Sebuah jurnal ilmiah mengenai obesitas telah menerbitkan sebuah artikel yang menyebutkan bahwa prinsip body positivity dapat memicu terjadinya obesitas. Hal itu rupanya langsung menjadi “sasaran empuk” bagi awak media yang kurang bertanggung jawab untuk menjadikannya headline dan secara gamblang melebih-lebihkannya.
Padahal, dilansir dari Psychology Today, tindakan jurnalisme yang menarik kesimpulan penelitian secara terburu-buru seperti itu dianggap sebagai hal ceroboh yang menyesatkan masyarakat. Pasalnya, dalam penelitian versi aslinya tidak disebutkan bahwa body positivity merupakan pemicu obesitas.
Perlu Anda tahu, penelitian yang dilakukan oleh Profesor Muttarak dari University of East Anglia di Inggris itu hanya menyebutkan bahwa orang-orang yang menjadi sampel penelitian dari tahun 1997 hingga 2015 merasa jika berat badannya yang sekarang tidak harus diturunkan. Bahkan, di dalam penelitian tersebut sama sekali tidak disebutkan kaitan antara berat badan berlebih (obesitas) dengan prinsip body positivity.
Jadi, menurut Psychology Today, berita yang berkesimpulan bahwa prinsip body positivity dapat memicu tingginya angka obesitas adalah sesuatu yang tidak berdasar, alias belum dapat dijadikan sebagai acuan.
Prinsip untuk memerangi diskriminasi bentuk tubuh
Meski demikian, itu semua bukanlah murni kesalahan dari media saja. Sebab, setelah diperhatikan lagi, penelitian yang dilakukan oleh Mutarrak sempat menyisipkan pernyataan yang bias. Sebab, ia menyebutkan bahwa ketersediaan pakaian ukuran ekstra besar di pusat-pusat perbelanjaan berkontribusi pada tingginya angka obesitas. Jadi, jelas saja media bisa salah menafsirkan pernyataan tersebut.
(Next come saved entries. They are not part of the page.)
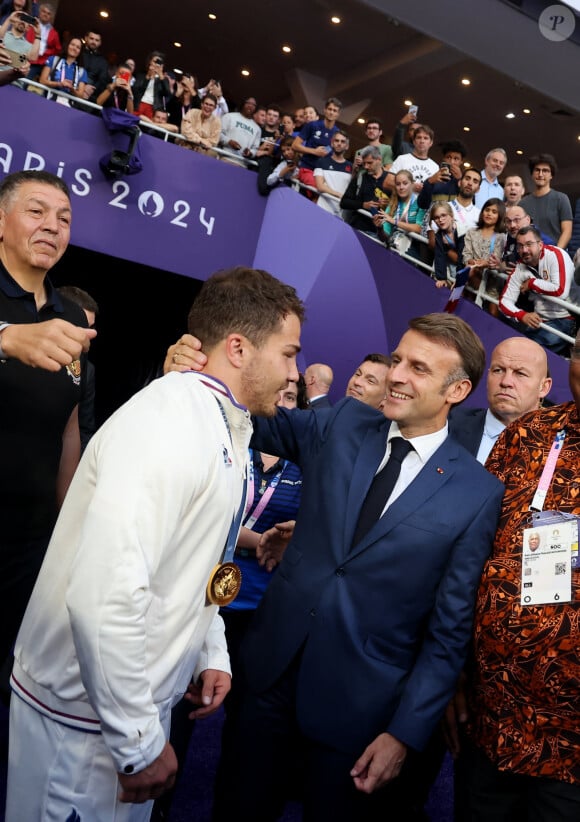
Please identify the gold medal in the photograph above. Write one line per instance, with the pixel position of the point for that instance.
(224, 583)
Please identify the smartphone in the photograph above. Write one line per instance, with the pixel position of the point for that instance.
(17, 60)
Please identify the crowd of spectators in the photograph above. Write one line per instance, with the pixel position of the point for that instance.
(395, 193)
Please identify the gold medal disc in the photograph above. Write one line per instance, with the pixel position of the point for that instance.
(224, 583)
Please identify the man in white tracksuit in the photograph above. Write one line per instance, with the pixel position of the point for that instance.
(119, 620)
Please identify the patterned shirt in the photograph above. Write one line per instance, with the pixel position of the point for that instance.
(525, 694)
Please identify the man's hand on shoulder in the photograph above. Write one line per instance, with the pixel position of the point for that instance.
(380, 763)
(48, 345)
(185, 355)
(151, 782)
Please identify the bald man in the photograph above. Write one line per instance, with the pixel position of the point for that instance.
(517, 382)
(318, 378)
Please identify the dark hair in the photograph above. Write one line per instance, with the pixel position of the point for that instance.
(454, 145)
(455, 333)
(242, 300)
(547, 159)
(81, 298)
(12, 183)
(529, 229)
(382, 359)
(500, 225)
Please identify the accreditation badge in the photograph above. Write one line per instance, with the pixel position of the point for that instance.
(224, 583)
(549, 552)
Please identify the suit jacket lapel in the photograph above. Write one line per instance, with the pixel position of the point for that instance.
(433, 476)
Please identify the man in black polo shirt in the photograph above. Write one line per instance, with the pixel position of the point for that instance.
(39, 433)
Maka, pengaruh antara body positivity dengan kenaikan angka obesitas masih belum bisa disimpulkan secara jelas hingga kini. Masih diperlukan penelitian yang lebih detail dan spesifik untuk membuktikan kaitan antara keduanya.
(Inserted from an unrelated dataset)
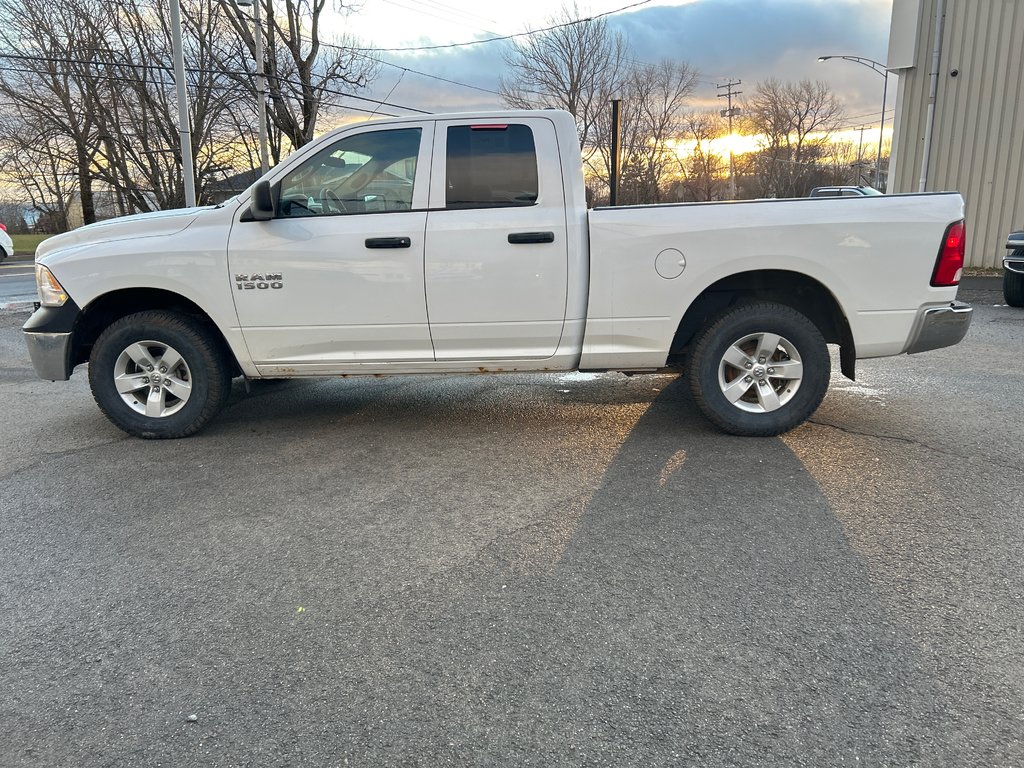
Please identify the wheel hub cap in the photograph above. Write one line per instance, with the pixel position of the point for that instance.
(142, 388)
(760, 372)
Terlepas dari hal tersebut, dikutip dari NY Times, body positivity itu sendiri digadang-gadang sejak tahun ‘60-an oleh sekelompok wanita kulit hitam untuk memerangi diskriminasi bentuk tubuh mereka di ruang publik.
Pada dasarnya, dilansir dari Independent UK, body positivity bukanlah gerakan mendorong seseorang menjadi tidak sehat. Sebaliknya, tindakan tersebut sebenarnya hanya bertujuan memberikan kesempatan bagi orang gemuk untuk merasa percaya diri dengan kondisinya, terlepas nantinya ia akan menurunkan berat badan atau tidak.
Mengenal bahaya obesitas
Bicara soal obesitas, keadaan yang satu ini memang tergolong sebagai salah satu gangguan kesehatan yang rentan menyerang generasi milenial.
“Masih terdapat proporsi terjadinya obesitas pada sebagian populasi, terutama generasi milenial” kata dr. Nitish Basant Adnani dari KlikDokter.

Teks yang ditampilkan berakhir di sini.